From midnight Thursday, March 26, 2020 all but a few coal operations needed to fuel the country’s power stations are expected to be included in a nationwide lockdown aimed at containing the coronavirus. The sweeping shutdown is unprecedented in the 150-year history of South Africa’s mining industry, which today employs more than 450,000 people.
President Cyril Ramaphosa is moving quickly to curb the virus spread as infections threaten to spiral out of control in a country with an already strained health system and rampant unemployment. The army will help police to enforce the lockdown, with grocers, pharmacies, banks, filling stations and other essential services allowed to remain open.
Producers from Harmony Gold Mining Co, the nation’s biggest producer of the precious metal, to top platinum miner Sibanye Stillwater Ltd, said they’re bracing for earnings hits as mines move to care and maintenance, an industry term for when production stops but essential services like underground water pumping continue.
Anglo American Plc said it will review the detailed regulations on the lockdown when they’re published, including for potential exemptions.
“This would be unprecedented in the history of mining in South Africa,” said Roger Baxter, CEO, Minerals Council South Africa, the main industry group. “There were certain times when components of the industry were closed, for example during the second world war, but this is unprecedented.”

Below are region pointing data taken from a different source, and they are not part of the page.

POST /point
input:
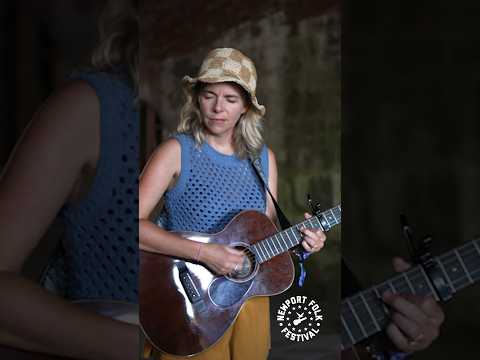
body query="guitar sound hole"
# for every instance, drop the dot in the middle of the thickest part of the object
(248, 268)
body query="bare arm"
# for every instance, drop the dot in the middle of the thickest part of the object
(162, 168)
(47, 164)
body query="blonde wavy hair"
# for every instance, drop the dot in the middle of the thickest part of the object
(247, 136)
(118, 44)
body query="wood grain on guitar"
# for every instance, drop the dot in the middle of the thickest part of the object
(185, 308)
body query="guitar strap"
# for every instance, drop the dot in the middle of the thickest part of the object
(284, 223)
(282, 219)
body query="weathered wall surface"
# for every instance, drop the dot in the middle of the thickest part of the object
(298, 64)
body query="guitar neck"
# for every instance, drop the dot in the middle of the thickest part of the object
(365, 314)
(287, 239)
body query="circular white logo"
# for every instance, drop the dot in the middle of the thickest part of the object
(299, 318)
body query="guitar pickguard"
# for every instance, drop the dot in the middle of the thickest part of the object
(224, 292)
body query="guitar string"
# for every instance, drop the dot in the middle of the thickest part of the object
(465, 251)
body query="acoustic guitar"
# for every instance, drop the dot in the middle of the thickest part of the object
(364, 314)
(117, 310)
(185, 308)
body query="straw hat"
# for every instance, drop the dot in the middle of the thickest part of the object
(227, 64)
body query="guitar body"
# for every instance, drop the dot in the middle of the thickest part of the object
(179, 324)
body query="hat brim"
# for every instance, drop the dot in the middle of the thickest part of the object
(188, 82)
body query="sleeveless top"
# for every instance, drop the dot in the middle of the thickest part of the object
(212, 188)
(101, 231)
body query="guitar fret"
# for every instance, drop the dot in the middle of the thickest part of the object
(352, 321)
(286, 245)
(319, 223)
(408, 282)
(260, 248)
(446, 275)
(345, 326)
(399, 285)
(256, 253)
(476, 246)
(276, 242)
(330, 219)
(288, 237)
(356, 318)
(377, 306)
(379, 297)
(370, 312)
(454, 270)
(463, 266)
(294, 234)
(419, 283)
(274, 249)
(333, 214)
(266, 250)
(425, 276)
(364, 315)
(471, 259)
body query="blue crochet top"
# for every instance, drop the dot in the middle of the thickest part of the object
(211, 189)
(101, 242)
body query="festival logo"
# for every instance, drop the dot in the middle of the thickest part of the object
(299, 318)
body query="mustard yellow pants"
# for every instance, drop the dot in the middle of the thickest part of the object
(248, 338)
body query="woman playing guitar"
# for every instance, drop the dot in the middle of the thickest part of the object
(205, 178)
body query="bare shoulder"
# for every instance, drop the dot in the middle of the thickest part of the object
(75, 100)
(271, 156)
(166, 155)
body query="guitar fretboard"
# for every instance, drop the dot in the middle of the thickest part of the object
(280, 242)
(365, 314)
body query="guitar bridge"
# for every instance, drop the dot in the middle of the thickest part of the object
(188, 285)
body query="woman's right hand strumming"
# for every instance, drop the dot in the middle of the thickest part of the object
(221, 259)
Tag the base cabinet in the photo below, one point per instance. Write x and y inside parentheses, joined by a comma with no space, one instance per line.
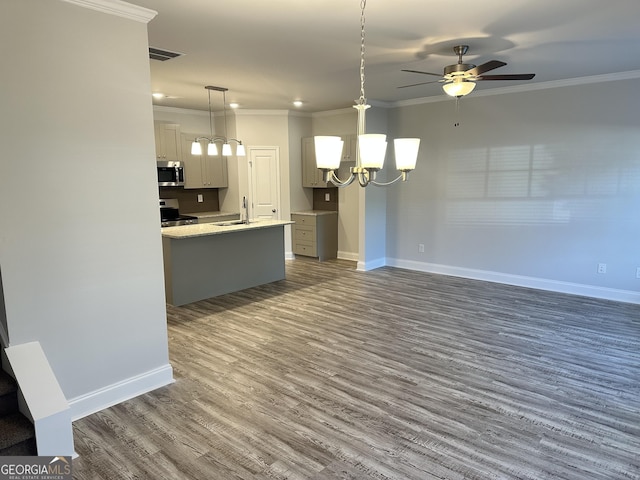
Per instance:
(315,234)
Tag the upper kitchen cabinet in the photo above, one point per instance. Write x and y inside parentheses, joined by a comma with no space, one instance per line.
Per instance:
(168,145)
(203,171)
(311,175)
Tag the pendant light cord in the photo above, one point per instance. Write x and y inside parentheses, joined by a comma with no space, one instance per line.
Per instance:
(363,4)
(210,120)
(224,111)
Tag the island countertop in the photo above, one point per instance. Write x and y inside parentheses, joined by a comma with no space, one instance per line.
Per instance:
(204,229)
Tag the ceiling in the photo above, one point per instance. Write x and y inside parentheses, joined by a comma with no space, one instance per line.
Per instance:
(269,53)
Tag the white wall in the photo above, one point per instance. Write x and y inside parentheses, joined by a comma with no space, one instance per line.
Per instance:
(343,122)
(532,188)
(80,248)
(299,127)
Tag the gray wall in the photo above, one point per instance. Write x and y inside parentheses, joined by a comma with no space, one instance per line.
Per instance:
(532,188)
(80,247)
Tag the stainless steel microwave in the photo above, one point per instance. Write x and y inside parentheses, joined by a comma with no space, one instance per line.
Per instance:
(170,174)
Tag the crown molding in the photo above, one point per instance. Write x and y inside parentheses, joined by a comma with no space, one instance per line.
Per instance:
(118,8)
(529,87)
(182,111)
(330,113)
(241,112)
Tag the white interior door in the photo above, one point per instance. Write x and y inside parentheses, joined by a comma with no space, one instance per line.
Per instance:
(264,182)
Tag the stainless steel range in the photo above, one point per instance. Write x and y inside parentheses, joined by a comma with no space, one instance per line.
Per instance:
(170,214)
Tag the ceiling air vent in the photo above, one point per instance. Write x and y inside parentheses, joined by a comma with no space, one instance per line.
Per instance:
(162,55)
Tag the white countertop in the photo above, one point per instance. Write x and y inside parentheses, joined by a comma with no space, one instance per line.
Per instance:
(316,212)
(203,229)
(208,214)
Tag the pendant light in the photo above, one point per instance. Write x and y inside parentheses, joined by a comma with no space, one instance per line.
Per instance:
(212,148)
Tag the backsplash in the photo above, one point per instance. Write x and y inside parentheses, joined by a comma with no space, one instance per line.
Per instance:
(188,198)
(320,196)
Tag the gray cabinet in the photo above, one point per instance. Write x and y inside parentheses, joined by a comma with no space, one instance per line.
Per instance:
(315,234)
(168,144)
(203,171)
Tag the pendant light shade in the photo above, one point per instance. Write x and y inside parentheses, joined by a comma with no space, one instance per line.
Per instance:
(212,148)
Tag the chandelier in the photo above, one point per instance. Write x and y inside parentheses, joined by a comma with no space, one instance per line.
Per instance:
(371,148)
(212,148)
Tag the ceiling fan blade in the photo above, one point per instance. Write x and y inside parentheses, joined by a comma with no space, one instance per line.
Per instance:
(424,73)
(485,67)
(416,84)
(513,76)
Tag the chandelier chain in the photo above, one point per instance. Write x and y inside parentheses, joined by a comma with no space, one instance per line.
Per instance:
(362,100)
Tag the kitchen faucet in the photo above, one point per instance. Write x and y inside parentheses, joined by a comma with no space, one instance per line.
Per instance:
(245,206)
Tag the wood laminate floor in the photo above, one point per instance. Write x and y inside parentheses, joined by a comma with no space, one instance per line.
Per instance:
(388,374)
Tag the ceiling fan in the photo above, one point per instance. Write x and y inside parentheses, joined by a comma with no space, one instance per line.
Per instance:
(460,78)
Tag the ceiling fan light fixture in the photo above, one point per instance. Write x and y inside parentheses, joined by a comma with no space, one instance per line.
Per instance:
(459,88)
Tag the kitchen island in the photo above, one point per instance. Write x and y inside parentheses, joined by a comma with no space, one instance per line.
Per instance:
(206,260)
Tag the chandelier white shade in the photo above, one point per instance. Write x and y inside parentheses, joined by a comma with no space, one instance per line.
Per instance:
(212,148)
(406,152)
(371,147)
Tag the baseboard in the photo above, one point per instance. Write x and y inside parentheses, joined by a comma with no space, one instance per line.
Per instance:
(371,264)
(626,296)
(351,256)
(111,395)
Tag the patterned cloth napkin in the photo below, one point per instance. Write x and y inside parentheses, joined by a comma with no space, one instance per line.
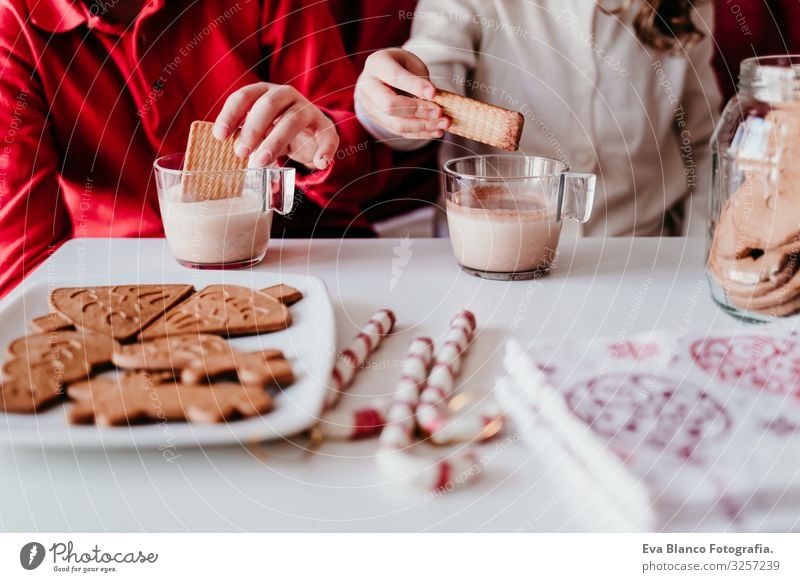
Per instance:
(707,426)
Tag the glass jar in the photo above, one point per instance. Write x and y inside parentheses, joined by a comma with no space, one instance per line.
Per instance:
(754,235)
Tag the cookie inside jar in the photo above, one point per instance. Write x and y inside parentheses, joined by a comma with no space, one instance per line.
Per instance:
(754,250)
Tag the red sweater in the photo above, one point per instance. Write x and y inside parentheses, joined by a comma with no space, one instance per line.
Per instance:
(749,28)
(86,106)
(405,180)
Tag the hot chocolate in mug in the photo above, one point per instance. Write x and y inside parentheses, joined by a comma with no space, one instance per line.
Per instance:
(505,212)
(228,227)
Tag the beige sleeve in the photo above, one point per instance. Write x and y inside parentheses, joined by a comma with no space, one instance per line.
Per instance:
(701,100)
(446,35)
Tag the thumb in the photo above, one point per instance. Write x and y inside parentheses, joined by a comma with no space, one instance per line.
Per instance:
(405,71)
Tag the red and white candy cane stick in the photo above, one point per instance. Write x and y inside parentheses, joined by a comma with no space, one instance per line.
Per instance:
(353,425)
(430,473)
(431,411)
(475,426)
(400,421)
(395,458)
(352,358)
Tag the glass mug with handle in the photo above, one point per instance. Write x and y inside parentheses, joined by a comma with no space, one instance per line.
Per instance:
(505,212)
(220,219)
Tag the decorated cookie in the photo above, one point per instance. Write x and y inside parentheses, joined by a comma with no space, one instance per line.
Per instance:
(170,353)
(226,310)
(121,311)
(39,366)
(28,387)
(53,321)
(258,369)
(284,293)
(137,397)
(65,345)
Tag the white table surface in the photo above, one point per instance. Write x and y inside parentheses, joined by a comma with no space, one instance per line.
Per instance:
(602,287)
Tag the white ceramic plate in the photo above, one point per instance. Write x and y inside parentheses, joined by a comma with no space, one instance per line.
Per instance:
(308,344)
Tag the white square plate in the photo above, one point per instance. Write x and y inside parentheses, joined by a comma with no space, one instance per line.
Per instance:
(309,344)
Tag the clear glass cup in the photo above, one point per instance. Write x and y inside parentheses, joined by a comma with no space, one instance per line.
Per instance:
(220,220)
(753,244)
(505,212)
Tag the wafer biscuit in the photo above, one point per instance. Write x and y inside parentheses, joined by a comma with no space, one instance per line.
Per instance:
(481,122)
(210,167)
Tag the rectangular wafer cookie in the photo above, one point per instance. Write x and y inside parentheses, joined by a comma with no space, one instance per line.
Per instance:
(216,162)
(481,122)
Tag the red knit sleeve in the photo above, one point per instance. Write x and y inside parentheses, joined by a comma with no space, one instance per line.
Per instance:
(305,50)
(33,218)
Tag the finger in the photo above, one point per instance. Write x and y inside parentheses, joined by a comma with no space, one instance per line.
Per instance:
(328,142)
(408,125)
(382,98)
(235,109)
(276,144)
(425,135)
(261,119)
(386,68)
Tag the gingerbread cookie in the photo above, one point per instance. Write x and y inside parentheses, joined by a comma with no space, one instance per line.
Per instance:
(257,369)
(121,311)
(226,310)
(39,366)
(137,398)
(169,353)
(53,321)
(286,294)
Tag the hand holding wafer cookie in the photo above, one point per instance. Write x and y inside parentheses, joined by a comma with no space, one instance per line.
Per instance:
(433,111)
(277,121)
(414,115)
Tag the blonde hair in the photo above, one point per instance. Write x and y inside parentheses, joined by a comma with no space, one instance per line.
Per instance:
(665,25)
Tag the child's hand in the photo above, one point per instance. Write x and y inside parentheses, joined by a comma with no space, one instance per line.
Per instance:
(392,69)
(277,121)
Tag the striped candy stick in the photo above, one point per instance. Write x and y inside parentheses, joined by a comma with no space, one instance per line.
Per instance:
(352,358)
(476,426)
(431,412)
(400,421)
(353,425)
(431,474)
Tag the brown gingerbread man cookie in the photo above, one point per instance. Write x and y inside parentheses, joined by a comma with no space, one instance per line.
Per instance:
(286,294)
(120,311)
(53,321)
(226,310)
(169,353)
(39,366)
(257,369)
(138,398)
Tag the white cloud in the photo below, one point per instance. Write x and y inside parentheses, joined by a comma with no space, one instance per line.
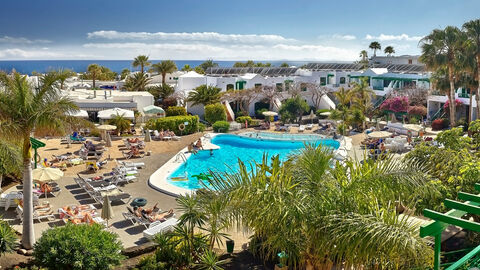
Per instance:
(194,36)
(344,37)
(384,37)
(22,40)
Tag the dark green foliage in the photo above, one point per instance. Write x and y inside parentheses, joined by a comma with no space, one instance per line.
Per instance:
(221,126)
(8,238)
(242,120)
(176,110)
(172,123)
(215,112)
(78,247)
(292,109)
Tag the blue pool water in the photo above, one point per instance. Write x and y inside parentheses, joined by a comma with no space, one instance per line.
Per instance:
(232,148)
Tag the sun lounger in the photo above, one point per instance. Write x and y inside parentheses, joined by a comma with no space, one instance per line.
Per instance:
(159,227)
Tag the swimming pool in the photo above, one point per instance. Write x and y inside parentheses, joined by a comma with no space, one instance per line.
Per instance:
(234,147)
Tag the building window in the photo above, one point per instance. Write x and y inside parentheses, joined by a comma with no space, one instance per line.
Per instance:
(279,87)
(323,80)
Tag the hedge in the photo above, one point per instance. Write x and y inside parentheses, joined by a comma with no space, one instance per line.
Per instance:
(176,110)
(215,112)
(242,120)
(221,126)
(172,123)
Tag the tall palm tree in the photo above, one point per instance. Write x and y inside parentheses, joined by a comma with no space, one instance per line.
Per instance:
(315,212)
(472,30)
(204,95)
(94,71)
(375,46)
(187,67)
(389,50)
(22,110)
(141,61)
(164,67)
(440,49)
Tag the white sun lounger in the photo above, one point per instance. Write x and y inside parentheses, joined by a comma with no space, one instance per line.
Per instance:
(160,227)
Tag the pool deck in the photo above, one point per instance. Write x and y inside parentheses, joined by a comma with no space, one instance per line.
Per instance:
(158,180)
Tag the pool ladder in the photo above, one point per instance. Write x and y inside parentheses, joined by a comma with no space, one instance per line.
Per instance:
(181,157)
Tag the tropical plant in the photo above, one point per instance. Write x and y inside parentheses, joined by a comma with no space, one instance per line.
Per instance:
(315,212)
(205,95)
(22,110)
(439,50)
(120,122)
(164,67)
(93,71)
(137,82)
(125,72)
(375,46)
(78,247)
(8,238)
(389,50)
(187,68)
(292,109)
(215,112)
(142,62)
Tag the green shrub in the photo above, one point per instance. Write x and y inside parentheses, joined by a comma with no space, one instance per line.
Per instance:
(221,126)
(8,238)
(78,247)
(201,127)
(215,112)
(172,123)
(242,120)
(175,110)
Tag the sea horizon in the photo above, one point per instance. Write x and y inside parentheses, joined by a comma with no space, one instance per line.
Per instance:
(41,66)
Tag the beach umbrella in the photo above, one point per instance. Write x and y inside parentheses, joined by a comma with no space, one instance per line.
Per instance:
(47,174)
(379,134)
(270,113)
(148,137)
(107,212)
(108,140)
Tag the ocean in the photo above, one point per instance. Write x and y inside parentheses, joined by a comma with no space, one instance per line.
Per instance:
(29,66)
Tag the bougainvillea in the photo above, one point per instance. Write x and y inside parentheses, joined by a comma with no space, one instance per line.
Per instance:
(396,104)
(417,110)
(457,103)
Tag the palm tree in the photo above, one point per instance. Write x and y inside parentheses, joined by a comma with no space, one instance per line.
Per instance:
(164,67)
(316,212)
(187,68)
(141,61)
(94,71)
(389,50)
(22,110)
(63,75)
(137,82)
(472,30)
(375,46)
(11,159)
(204,95)
(440,49)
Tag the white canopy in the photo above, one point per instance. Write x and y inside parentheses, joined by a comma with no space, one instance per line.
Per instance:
(111,113)
(79,113)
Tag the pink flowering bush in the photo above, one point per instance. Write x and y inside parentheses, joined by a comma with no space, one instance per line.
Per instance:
(457,103)
(396,104)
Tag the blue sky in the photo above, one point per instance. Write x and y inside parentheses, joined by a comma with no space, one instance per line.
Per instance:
(222,30)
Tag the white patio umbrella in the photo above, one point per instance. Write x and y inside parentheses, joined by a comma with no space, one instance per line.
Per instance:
(379,134)
(79,113)
(111,113)
(107,212)
(47,174)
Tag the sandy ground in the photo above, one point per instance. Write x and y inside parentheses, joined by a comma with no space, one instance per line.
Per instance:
(161,152)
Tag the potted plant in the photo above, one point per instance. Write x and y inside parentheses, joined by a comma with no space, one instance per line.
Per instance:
(282,258)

South Africa’s mining industry is labour intensive, and digging underground means workers regularly enter narrow elevators together to travel beneath the surface. Many of the thousands of workers who will be affected by the shutdown live in close proximity to one another in mining communities around the operations.
“Companies whose operations require continuous processes such as furnaces, underground mine operations will be required to make arrangements for care and maintenance to avoid damage to their continuous operations,” Ramaphosa said when he declared the lockdown in a national address.